Six patrons and two waiters were killed. The gunmen then walked down a narrow street to the back entrance of the Taj Mahal Palace and Tower hotel, where they terrorised guests and hotel staff members for more than two full days.
The waiters at the Leopold who died, Peer Pasha and Hidayat Khazi, were Indian Muslims. A note at each table, placed under the glass tabletop, advises diners that donations for family members of the "deceased staff" can be made at the cashier point.
Jehani says he does not know the identities of the other six killed, except that three were foreigners, including one German. Jehani escaped injury because he had gone up to the restaurant's mezzanine bar to watch the end of a cricket match between England and India.
On the way upstairs he saw two young men standing on the sidewalk with large rucksacks. They looked like "decent" people, he said. "I thought they were waiting for friends." About three minutes later the men began shooting.
The atmosphere at Leopold is now raucous and boozy. But there are reminders of the power of the weapons that the gunmen used. The bullet that grazed Khadka punctured a solid wood door plated with stainless steel. The bullet holes in the granite-panelled walls look like they were made with percussion drills.
Many buildings in Mumbai exhibit perpetual dilapidation, and the Leopold is no exception. It is hard to know whether some of the missing tiles and broken windows here were caused by the attack or by long-standing disrepair.
But the divot under table 24 is unmistakable. A grenade had blasted a fist-sized hole in the granite floor and sprayed shrapnel across the adjacent counter.
Shrouded in revelry, the scars of the attacks do not seem to bother customers.
"Nobody seems to give any impression of trepidation, absolutely not," said Pat Dunworth, an insurance assessor from Sheffield who was sitting two tables down from the grenade hole. "It's no different from being in Bangkok or Los Angeles."

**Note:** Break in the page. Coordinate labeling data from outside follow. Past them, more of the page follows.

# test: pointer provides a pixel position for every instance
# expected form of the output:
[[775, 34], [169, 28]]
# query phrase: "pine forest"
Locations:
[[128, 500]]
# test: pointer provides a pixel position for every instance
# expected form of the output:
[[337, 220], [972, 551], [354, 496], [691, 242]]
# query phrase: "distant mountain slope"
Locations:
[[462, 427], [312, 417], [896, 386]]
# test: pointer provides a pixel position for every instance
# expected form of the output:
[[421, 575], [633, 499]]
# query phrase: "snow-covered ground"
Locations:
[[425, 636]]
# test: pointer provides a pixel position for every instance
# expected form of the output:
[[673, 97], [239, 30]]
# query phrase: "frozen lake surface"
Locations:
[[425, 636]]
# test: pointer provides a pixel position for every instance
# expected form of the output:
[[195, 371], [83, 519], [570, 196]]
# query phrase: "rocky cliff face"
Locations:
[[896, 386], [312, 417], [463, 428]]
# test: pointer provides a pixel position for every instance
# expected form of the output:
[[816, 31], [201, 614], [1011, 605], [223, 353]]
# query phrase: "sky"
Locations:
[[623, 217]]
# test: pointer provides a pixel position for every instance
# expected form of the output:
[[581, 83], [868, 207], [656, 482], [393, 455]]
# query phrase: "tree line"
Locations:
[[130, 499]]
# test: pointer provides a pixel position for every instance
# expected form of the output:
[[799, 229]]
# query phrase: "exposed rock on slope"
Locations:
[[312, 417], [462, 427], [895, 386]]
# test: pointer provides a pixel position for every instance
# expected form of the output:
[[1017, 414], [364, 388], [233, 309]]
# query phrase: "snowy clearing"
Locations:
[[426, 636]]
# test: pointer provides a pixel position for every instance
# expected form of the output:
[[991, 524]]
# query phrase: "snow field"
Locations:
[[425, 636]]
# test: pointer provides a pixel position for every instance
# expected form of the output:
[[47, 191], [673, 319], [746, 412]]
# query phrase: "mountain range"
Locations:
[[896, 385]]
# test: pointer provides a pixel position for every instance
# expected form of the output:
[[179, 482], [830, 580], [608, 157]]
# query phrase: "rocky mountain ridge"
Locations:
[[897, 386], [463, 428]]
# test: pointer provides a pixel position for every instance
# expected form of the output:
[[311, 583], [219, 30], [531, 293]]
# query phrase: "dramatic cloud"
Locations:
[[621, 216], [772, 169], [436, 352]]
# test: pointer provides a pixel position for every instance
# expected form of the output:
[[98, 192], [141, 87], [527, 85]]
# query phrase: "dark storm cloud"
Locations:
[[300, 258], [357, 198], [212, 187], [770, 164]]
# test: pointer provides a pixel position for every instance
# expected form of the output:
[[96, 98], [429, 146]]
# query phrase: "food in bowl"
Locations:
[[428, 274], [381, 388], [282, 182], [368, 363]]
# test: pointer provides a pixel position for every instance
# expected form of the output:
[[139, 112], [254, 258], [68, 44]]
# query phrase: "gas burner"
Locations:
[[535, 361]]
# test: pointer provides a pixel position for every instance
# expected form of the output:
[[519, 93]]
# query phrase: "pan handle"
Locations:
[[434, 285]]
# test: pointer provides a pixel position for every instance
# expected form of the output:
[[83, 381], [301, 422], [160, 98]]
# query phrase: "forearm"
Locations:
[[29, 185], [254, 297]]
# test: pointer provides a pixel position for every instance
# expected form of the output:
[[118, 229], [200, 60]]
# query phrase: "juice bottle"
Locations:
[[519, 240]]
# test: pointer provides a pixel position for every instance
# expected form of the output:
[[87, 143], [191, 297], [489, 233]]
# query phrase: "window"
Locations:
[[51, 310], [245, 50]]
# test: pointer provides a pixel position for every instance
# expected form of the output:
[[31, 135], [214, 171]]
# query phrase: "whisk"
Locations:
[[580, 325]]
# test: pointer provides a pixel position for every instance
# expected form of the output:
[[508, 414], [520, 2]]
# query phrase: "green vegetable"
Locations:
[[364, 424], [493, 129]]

Patrons at the Leopold, which first opened as a wholesale cooking oil business in 1871, say they admire the restaurant's speed in reopening. It took the staff two days to clean the blood from the floor. Zoroastrian priests in white robes came to bless the business with burning sandalwood. Customers were served on December 1, just 48 hours after the siege of the Taj Mahal hotel was over. But in newspapers and on blogs, some Indians say they are worried that this type of resilience is also self-defeating. After each new terrorist attack – and there have been many in India in recent years – life returns to normal and the pressure to prevent future attacks dissipates.
On the sidewalk outside the Leopold, Arnaz Irani, a jewellery designer, said she found the scene inside disconcerting.
"We were shocked," she said. "It's so upsetting to think that people were in there lying dead, and now everyone is laughing and eating."
Of all the targets the gunmen chose in the attacks – including a train station, a Jewish centre, a hospital and two hotels – the Leopold was among the easiest to spot. The restaurant sits on Colaba Causeway, a main boulevard, and is advertised by a large sign, sponsored by Coca-Cola, that reads, "Coke Time, Join the Friendly Circle."
In Mumbai life spills out onto the streets, at food stalls, markets and along Marine Drive on the Arabian Sea, where couples stroll. The Leopold is now a symbol of those public places, which terrorism experts call "soft targets," and a sign of the city's continued vulnerability.
Three police officers are now posted on the street outside the restaurant, but their only weapon is one long stick shared among them. Khadka, the stocky bouncer who is also head of security at the restaurant, says he is not armed. During the attacks, he ran for his life down a side street. Asked what he would do if gunmen returned, he shrugged.